Correcting the report about biker guards

St. Mary’s corrective report also takes issue with how the Child Advocate explained the home’s use of a biker group to guard children against the threat of prowling child sex traffickers.

The child advocate’s report described how members of Bikers Against Child Abuse were “in the units interacting with children as well as staff and parents.” The report also said members of the motorcycle club participated in searches for runaways on the home's grounds, and that it was unclear if they had gone through proper background checks.

But Melissa Santoro, the home’s outpatient director, in collaboration with the club’s president, wrote in St. Mary’s corrective plan that the biker club members were staged outside the facility on a public street – and that participants did go through at least a club-initiated background check.

The unusual biker arrangement moved forward without the knowledge or approval of the state Department of Children, Youth & Families, which places children in the home.

Office of the Child Advocate not impressed with St. Mary's response

The St. Mary’s corrective response also includes statements from Nursing Director Nicole Froment that she knew nothing of staff being admonished for raising concerns about inadequate care in the home – another allegation made by the Child Advocate after interviews with staff, parents and the adolescent residents of the home.

“I am adamant that neither myself nor my team has ever been put in a position where we were asked to refrain from or minimize reporting and documentation of any situation that warranted it,” said Froment.

The Child Advocate’s investigation of St. Mary’s began last April, after a 17-year-old girl was found unconscious from a drug overdose on the bathroom floor of a residential unit.

A three-member team of investigators spent months speaking with staff, residents and the parents of children in the home, and also reviewed hundreds of pages of documents and emails, as well as hours of video footage of common areas in the Fruit Hill Avenue center.

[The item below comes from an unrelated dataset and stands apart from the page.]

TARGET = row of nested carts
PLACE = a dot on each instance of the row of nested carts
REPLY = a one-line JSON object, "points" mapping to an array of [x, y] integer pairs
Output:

Their work revealed that St. Mary’s was often an abusive place, where physical assaults of children took place, health standards and proper procedures were disregarded and the already-traumatized children were underserved. 

More: Screams, runaways dashing through yards: Neighbors share what it's like to live next to St. Mary's.

The report has outraged state lawmakers, who have held oversight hearings on the situation and demanded improvements.

In a statement last week, Montorio-Archer said the child advocate’s report “contains truths that St. Mary’s acknowledges and has taken action on,” including more rigorous and mandatory staff training, cleaner spaces, better security systems to monitor care and improvements in proper medical documentation and auditing procedures.

In an interview Monday with The Journal, Montorio-Archer said, however, that he also believed his staff deserved a chance to respond to the Child Advocate’s report, to be given a “fair opportunity for them to say, ‘I did not say that.’”

Currently, about 15 children live at St. Mary’s, which has a capacity of 30. DCYF stopped placing children in the home until there has been significant improvements.

And Child Advocate Medeiros says St. Mary’s corrective action report is so far insufficient.

“For many of the recommendations provided, your response cited existing policies and practices," Medeiros said.

"The OCA investigation clearly highlighted that those policies and practices were not routinely followed, therefore citing these as solutions is not proposing any real remedy to the issues presented.”